Weekly News Update on the Americas

Mexico: police shoot up US embassy car

A group of Mexican federal police agents attacked a US embassy car at around 8 am on Aug. 24 in the state of Morelos just of south of Mexico City, near the Mexico City-Cuernavaca highway. The police agents shot a number of times at the car, lightly wounding two US officials who were traveling with a member of the Mexican Navy to a nearby Navy training installation. The embassy car had diplomatic license plates, while the federal police were reportedly traveling in four unmarked vehicles.

Dominican Republic: stateless 'Haitians' arrested for demonstrating

Police agents stopped a group of Dominican youths of Haitian descent from marching on Aug. 13 in Monte Plata, in the central province of the same name, to demand that the government respect their rights as citizens. The protesters, members of the youth movement Reconoci.do, were trying to march from the city's central part to the local Civil Status office, the registry for identification documents. According to the group's spokesperson, Ana María Belique, the protesters applied for a permit from the Monte Plata government but were turned down on the grounds that they weren't Dominicans and had no right to demonstrate. When they attempted to march without a permit, a police contingent commanded by a Col. Antígua dispersed them with tear gas, arresting eight protesters. Three of those arrested were beaten by an agent from the robbery unit identified only as "Papo," who told them to hold their demonstrations in "their country."

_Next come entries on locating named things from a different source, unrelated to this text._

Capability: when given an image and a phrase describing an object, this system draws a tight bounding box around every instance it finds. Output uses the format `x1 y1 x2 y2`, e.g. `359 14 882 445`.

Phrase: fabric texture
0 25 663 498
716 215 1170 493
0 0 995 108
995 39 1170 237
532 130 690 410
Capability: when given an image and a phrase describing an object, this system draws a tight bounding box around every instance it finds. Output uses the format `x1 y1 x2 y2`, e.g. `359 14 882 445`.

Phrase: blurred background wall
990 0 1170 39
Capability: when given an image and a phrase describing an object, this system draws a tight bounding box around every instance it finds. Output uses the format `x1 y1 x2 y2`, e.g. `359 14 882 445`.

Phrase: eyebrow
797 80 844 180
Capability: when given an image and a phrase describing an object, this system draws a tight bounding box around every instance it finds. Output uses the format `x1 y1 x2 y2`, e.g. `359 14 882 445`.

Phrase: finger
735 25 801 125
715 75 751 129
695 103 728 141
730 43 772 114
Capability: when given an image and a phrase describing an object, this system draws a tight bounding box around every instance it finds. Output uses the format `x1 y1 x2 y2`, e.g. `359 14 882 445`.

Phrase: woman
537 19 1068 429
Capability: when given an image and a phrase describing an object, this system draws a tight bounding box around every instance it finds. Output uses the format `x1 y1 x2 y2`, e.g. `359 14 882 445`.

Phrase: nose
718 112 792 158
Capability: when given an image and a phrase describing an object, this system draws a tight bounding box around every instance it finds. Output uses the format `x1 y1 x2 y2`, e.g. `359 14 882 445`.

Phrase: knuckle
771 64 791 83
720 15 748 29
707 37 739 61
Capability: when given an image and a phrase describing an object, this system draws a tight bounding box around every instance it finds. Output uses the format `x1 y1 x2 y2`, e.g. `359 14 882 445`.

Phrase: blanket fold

Guatemala: military removes squatters in capital —twice

After living on land in the center of Guatemala City since January, a group of about 100 impoverished families were forced to move at least twice during the week of Aug. 13 as the result of an eviction order obtained by the Defense Ministry, which claims the property. Defense Ministry spokesperson Col. Erick Escobedo said the National Coordinator for Disaster Reduction had mandated the eviction on the grounds that the land was unstable; the disaster agency didn't return phone calls when the Associated Press tried to confirm Escobedo's statement.

Colombia: fired GM workers go on hunger strike

As of Aug. 15 a total of 13 former employees of GM Colmotores, the Colombian subsidiary of the Detroit-based General Motors Company (GM), were continuing a liquids-only hunger strike they began on Aug. 1 to demand reinstatement and compensation for injuries they say they received on the job. According to the protesters, the company fired them after they received disabling injuries at the Colmotores factory, which employs about 1,800 workers just outside Bogotá. The company denies the workers' accusations.

Chile: students reject government's new tax law

Chilean high school students occupied two important schools in Santiago on Aug. 13, after taking over at least eight public high schools the week before in a continuation of protests for educational reform that started more than a year ago. The students occupied the Barros Arana National Boarding School (INBA) and the prestigious High School of Implementation. They also tried to take over the José Miguel Carrera National Institute but gave up when police contingents arrived. Agents arrested 14 youths allegedly involved in the actions, which were supported by hundreds of students.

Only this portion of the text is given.